(*1970)

Geboren und aufgewachsen in New York City,  studierte Anthony Lee Englische Literatur an der Binghamton University in Vestal, New York State, und schloss mit einem Doktortitel ab. Nebenbei arbeitete er als Barkeeper, Kunsthändler, Anstreicher, Polier und Imbissverkäufer. Seit Ende der 90er-Jahre unterrichtet er Literatur und Kreatives Schreiben an verschiedenen New Yorker Universitäten, zuletzt (und bis heute) am College of Mount Saint Vincent in der Bronx.

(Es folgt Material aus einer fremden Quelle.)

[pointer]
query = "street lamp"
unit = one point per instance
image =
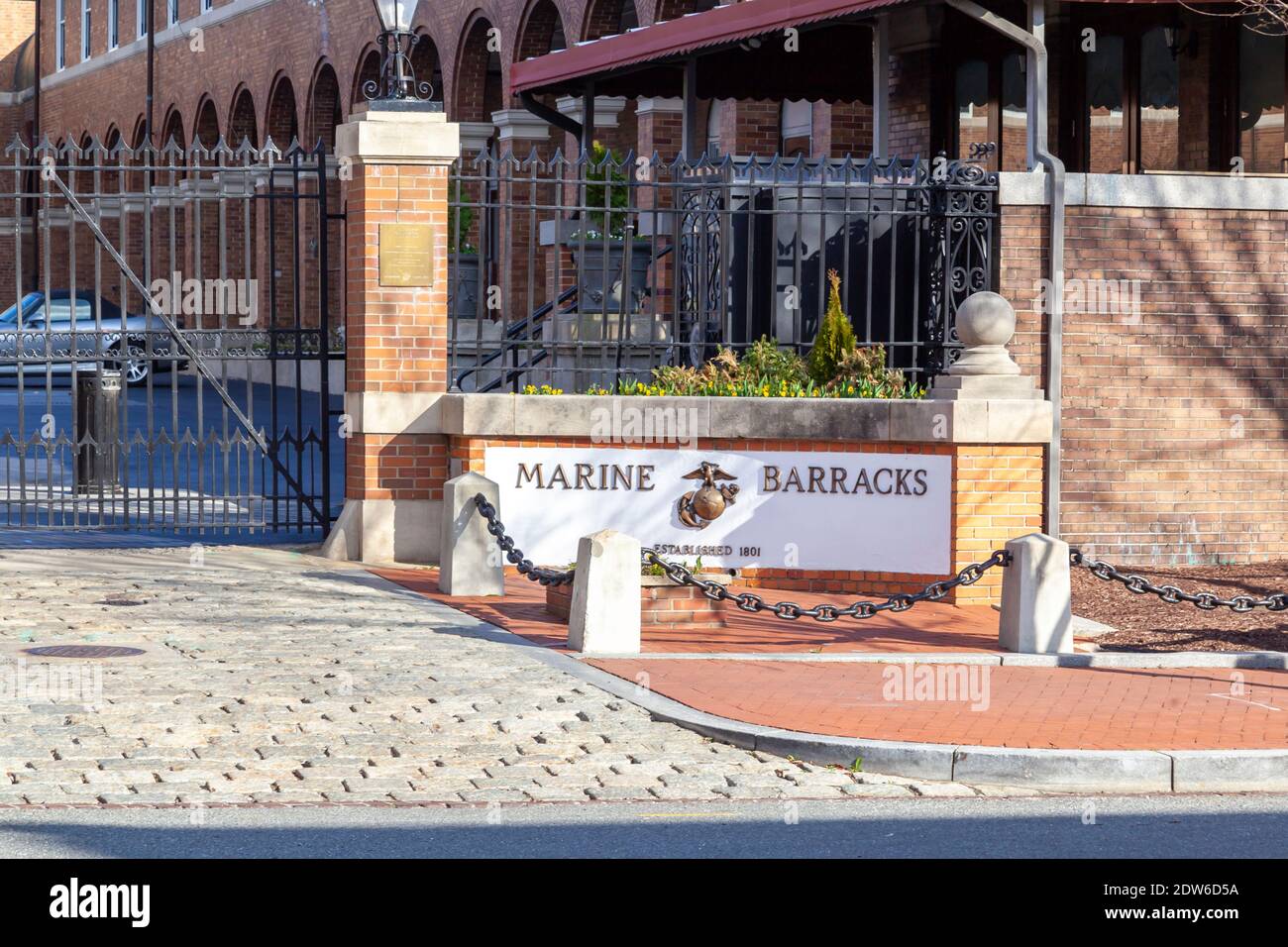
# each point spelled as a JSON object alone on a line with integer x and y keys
{"x": 397, "y": 80}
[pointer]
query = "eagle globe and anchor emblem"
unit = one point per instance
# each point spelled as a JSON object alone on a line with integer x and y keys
{"x": 699, "y": 506}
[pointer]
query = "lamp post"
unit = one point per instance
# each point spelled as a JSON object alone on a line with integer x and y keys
{"x": 397, "y": 80}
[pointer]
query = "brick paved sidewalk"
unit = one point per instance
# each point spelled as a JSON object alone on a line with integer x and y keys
{"x": 1063, "y": 707}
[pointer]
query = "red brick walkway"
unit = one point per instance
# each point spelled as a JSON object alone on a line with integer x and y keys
{"x": 1064, "y": 707}
{"x": 931, "y": 626}
{"x": 1090, "y": 709}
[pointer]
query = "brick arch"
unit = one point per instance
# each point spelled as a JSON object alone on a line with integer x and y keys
{"x": 172, "y": 129}
{"x": 243, "y": 124}
{"x": 137, "y": 137}
{"x": 323, "y": 110}
{"x": 281, "y": 118}
{"x": 477, "y": 85}
{"x": 426, "y": 64}
{"x": 608, "y": 18}
{"x": 366, "y": 69}
{"x": 206, "y": 127}
{"x": 673, "y": 9}
{"x": 541, "y": 31}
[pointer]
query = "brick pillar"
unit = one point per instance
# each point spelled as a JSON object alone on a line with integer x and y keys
{"x": 660, "y": 128}
{"x": 750, "y": 128}
{"x": 395, "y": 460}
{"x": 842, "y": 128}
{"x": 522, "y": 134}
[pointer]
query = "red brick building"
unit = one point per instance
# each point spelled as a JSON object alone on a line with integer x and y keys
{"x": 1170, "y": 123}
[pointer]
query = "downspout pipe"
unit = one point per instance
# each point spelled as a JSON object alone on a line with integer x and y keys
{"x": 1037, "y": 98}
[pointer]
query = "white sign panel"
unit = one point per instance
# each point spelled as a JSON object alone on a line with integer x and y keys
{"x": 768, "y": 509}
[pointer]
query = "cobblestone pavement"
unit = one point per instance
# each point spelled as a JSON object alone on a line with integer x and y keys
{"x": 270, "y": 676}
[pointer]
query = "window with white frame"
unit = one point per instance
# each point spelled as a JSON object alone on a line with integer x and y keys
{"x": 60, "y": 34}
{"x": 85, "y": 37}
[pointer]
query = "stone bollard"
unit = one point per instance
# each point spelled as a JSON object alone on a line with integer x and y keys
{"x": 605, "y": 594}
{"x": 471, "y": 564}
{"x": 1035, "y": 617}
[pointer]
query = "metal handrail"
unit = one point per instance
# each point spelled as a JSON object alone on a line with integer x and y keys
{"x": 535, "y": 318}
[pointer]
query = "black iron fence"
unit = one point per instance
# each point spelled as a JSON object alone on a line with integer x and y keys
{"x": 171, "y": 343}
{"x": 580, "y": 272}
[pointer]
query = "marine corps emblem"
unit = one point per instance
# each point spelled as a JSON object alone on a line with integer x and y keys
{"x": 699, "y": 506}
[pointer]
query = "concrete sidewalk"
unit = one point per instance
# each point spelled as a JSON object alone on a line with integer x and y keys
{"x": 927, "y": 693}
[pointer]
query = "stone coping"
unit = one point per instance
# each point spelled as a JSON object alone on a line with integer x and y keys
{"x": 681, "y": 419}
{"x": 661, "y": 581}
{"x": 1167, "y": 191}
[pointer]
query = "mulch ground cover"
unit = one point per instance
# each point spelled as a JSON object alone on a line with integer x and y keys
{"x": 1144, "y": 622}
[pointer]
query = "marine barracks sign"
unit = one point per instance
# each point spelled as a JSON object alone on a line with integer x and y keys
{"x": 769, "y": 509}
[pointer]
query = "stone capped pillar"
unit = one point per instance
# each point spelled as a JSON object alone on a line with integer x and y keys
{"x": 397, "y": 163}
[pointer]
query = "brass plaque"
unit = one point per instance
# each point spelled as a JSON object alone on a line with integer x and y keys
{"x": 406, "y": 256}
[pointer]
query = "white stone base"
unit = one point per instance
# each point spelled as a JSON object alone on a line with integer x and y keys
{"x": 385, "y": 531}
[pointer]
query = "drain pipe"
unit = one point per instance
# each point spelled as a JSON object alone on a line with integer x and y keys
{"x": 1037, "y": 102}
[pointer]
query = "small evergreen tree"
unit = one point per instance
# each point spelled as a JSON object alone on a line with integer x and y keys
{"x": 835, "y": 339}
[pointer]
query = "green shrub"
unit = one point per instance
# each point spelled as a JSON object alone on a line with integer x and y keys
{"x": 606, "y": 200}
{"x": 835, "y": 339}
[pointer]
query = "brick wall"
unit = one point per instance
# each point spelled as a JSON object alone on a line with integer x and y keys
{"x": 1173, "y": 419}
{"x": 997, "y": 495}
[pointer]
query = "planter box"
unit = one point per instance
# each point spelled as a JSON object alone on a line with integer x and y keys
{"x": 664, "y": 604}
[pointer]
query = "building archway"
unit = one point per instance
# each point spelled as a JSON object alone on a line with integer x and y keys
{"x": 241, "y": 121}
{"x": 206, "y": 129}
{"x": 477, "y": 86}
{"x": 323, "y": 114}
{"x": 281, "y": 120}
{"x": 171, "y": 131}
{"x": 368, "y": 72}
{"x": 608, "y": 18}
{"x": 426, "y": 65}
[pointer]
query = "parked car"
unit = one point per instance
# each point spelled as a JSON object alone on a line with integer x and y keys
{"x": 30, "y": 325}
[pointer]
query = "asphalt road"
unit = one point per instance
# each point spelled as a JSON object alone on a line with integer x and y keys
{"x": 1037, "y": 827}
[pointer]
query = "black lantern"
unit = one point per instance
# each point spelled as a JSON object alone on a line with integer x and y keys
{"x": 397, "y": 80}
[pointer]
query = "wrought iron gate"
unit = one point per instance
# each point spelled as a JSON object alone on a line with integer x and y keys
{"x": 171, "y": 355}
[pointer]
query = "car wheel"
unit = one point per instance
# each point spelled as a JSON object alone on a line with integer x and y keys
{"x": 134, "y": 371}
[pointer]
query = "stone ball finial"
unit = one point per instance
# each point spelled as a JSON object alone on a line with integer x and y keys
{"x": 986, "y": 318}
{"x": 986, "y": 324}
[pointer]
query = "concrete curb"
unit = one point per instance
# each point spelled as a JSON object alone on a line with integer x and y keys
{"x": 1072, "y": 771}
{"x": 1248, "y": 660}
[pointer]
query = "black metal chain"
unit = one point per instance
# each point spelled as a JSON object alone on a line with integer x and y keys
{"x": 1207, "y": 600}
{"x": 900, "y": 602}
{"x": 526, "y": 569}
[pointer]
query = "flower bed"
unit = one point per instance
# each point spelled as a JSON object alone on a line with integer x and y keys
{"x": 837, "y": 368}
{"x": 664, "y": 604}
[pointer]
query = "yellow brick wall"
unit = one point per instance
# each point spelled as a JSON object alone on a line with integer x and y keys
{"x": 997, "y": 495}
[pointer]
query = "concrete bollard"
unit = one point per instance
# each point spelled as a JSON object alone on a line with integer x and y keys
{"x": 471, "y": 564}
{"x": 1035, "y": 617}
{"x": 605, "y": 594}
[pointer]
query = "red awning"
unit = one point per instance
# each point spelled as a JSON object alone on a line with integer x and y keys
{"x": 832, "y": 64}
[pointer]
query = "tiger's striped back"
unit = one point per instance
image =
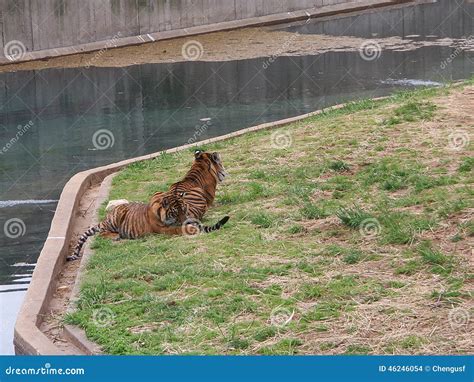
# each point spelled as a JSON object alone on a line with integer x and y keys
{"x": 200, "y": 183}
{"x": 134, "y": 219}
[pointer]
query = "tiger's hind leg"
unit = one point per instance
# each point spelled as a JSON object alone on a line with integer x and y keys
{"x": 110, "y": 235}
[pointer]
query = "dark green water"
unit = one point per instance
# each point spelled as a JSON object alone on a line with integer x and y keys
{"x": 152, "y": 107}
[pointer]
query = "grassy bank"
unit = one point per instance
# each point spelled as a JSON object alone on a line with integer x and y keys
{"x": 350, "y": 232}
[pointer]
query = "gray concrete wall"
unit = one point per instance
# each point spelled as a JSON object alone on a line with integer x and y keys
{"x": 47, "y": 24}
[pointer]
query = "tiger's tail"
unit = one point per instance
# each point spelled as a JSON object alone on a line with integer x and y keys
{"x": 216, "y": 226}
{"x": 81, "y": 241}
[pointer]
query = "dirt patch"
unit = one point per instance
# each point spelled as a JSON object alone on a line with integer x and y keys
{"x": 234, "y": 45}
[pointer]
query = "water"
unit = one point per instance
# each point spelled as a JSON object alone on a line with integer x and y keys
{"x": 152, "y": 107}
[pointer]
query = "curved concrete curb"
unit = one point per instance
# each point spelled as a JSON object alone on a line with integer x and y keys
{"x": 28, "y": 339}
{"x": 321, "y": 11}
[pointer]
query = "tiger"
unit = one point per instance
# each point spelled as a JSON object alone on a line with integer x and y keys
{"x": 165, "y": 213}
{"x": 200, "y": 183}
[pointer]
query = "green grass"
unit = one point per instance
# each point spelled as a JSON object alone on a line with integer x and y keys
{"x": 297, "y": 242}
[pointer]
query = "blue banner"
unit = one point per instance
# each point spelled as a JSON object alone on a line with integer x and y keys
{"x": 236, "y": 368}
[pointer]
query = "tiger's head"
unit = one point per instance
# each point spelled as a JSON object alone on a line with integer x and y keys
{"x": 213, "y": 162}
{"x": 169, "y": 208}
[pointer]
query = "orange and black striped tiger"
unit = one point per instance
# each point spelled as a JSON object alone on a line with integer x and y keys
{"x": 165, "y": 213}
{"x": 200, "y": 183}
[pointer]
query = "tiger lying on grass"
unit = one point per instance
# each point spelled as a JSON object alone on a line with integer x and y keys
{"x": 165, "y": 213}
{"x": 200, "y": 183}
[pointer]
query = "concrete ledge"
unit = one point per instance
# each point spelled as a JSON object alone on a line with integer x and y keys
{"x": 28, "y": 339}
{"x": 329, "y": 10}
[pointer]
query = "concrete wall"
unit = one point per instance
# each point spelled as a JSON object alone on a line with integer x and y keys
{"x": 47, "y": 24}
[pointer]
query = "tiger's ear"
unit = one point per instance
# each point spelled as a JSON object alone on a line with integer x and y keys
{"x": 216, "y": 157}
{"x": 165, "y": 202}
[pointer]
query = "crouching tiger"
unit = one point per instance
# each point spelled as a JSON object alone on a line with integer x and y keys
{"x": 165, "y": 214}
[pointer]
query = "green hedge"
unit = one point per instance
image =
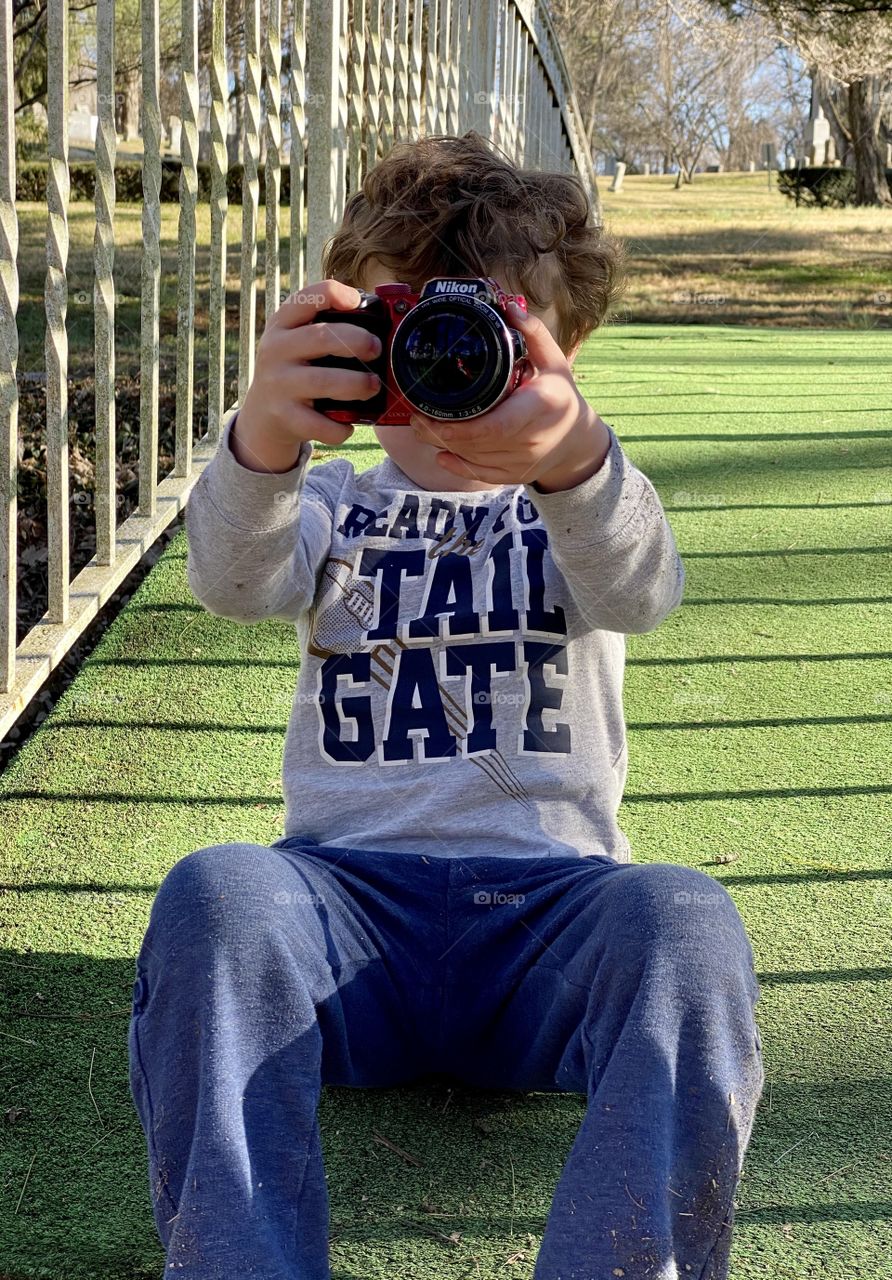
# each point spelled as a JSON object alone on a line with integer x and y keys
{"x": 823, "y": 186}
{"x": 31, "y": 181}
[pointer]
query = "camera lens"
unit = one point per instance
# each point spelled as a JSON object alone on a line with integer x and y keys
{"x": 452, "y": 359}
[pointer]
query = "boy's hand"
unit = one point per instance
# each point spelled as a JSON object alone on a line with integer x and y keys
{"x": 278, "y": 415}
{"x": 544, "y": 433}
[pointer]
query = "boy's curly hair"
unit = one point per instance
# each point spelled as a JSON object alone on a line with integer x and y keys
{"x": 448, "y": 205}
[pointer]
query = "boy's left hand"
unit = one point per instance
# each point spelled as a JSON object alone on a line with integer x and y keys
{"x": 544, "y": 433}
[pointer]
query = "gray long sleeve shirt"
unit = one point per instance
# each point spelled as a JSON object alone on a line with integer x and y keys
{"x": 462, "y": 653}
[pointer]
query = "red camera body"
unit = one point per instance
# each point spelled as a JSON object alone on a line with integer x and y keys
{"x": 447, "y": 352}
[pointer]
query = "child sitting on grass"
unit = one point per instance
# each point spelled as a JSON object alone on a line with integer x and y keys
{"x": 453, "y": 894}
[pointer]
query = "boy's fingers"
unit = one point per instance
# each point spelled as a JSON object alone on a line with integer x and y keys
{"x": 301, "y": 306}
{"x": 543, "y": 350}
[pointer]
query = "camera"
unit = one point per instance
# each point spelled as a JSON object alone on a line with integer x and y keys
{"x": 447, "y": 352}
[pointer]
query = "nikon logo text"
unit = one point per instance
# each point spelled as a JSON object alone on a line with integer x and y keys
{"x": 457, "y": 287}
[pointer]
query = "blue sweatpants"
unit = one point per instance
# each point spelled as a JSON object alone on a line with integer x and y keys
{"x": 266, "y": 972}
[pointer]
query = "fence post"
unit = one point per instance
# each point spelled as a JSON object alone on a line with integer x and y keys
{"x": 55, "y": 295}
{"x": 186, "y": 236}
{"x": 216, "y": 324}
{"x": 298, "y": 146}
{"x": 150, "y": 127}
{"x": 9, "y": 350}
{"x": 273, "y": 128}
{"x": 250, "y": 200}
{"x": 324, "y": 195}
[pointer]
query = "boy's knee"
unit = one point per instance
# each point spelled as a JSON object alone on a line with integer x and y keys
{"x": 211, "y": 885}
{"x": 682, "y": 906}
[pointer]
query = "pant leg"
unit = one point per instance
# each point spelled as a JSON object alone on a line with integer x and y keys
{"x": 634, "y": 984}
{"x": 264, "y": 973}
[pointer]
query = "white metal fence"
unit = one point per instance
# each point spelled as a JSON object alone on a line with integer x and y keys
{"x": 362, "y": 74}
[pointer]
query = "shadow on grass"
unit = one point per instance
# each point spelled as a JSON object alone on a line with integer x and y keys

Lees erster Roman ‚Der Deal‘, 2003 herausgekommen, erzählt in vielen Rückblenden und Zeitsprüngen die Geschichte des Martin Quinn aus New York City, eines klugen, ausgekochten Burschens mit irischen Wurzeln. Sein Vater war ein begabter Jazzmusiker, doch er verfiel den Drogen und schnitt sich die Pulsadern auf, als Martin neun war, worauf dieser mit seiner Mutter und seinem jüngeren Bruder Frito in bescheidenen Verhältnissen in Brooklyn aufwuchs. Mit vierzehn lernt er Felix kennen, den gut behüteten Sohn von Lexis Pasko, der die russische Mafia in Brighton Beach, Brooklyn, unter sich hat. Die beiden besuchen die gleiche High School, verbringen ihre Freizeit zusammen, verlieben sich in dasselbe Mädchen, Penny. Dann aber trennen sich ihre Wege: Martin geht zur Army, jobbt in Alaska – und kehrt zu Felix‘ Hochzeit mit Penny nach New York zurück. Martin und Felix erneuern ihre Freundschaft und eröffnen in Brighton Beach einen gediegenen Nachtclub, der Felix‘ Vater gehört. Die beiden machen einen Haufen Geld, doch Martin beginnt ein Verhältnis mit seiner grossen Liebe – Penny. Und dann nimmt das Verhängnis seinen Lauf: Martin drängt Felix, sich von seinem Vater zu lösen und in den Heroinhandel einzusteigen, es kommt zu blutigen Auseinandersetzungen mit rivalisierenden Banden, Felix wird erschossen, das FBI hängt Martin den Mord an und nimmt ihn ins Zeugenschutzprogramm auf – er soll gegen Lexis Pasko aussagen, mithelfen, ihn endgültig aus dem Verkehr zu ziehen. ‚Der Deal‘ ist eine vielschichtige, anspruchsvolle, atmosphärisch dichte Geschichte mit sorgfältig gestalteten Haupt- und Nebenfiguren und geschickt konstruierten Komplotten – eine feine Mischung aus Entwicklungs- und Noir-Roman.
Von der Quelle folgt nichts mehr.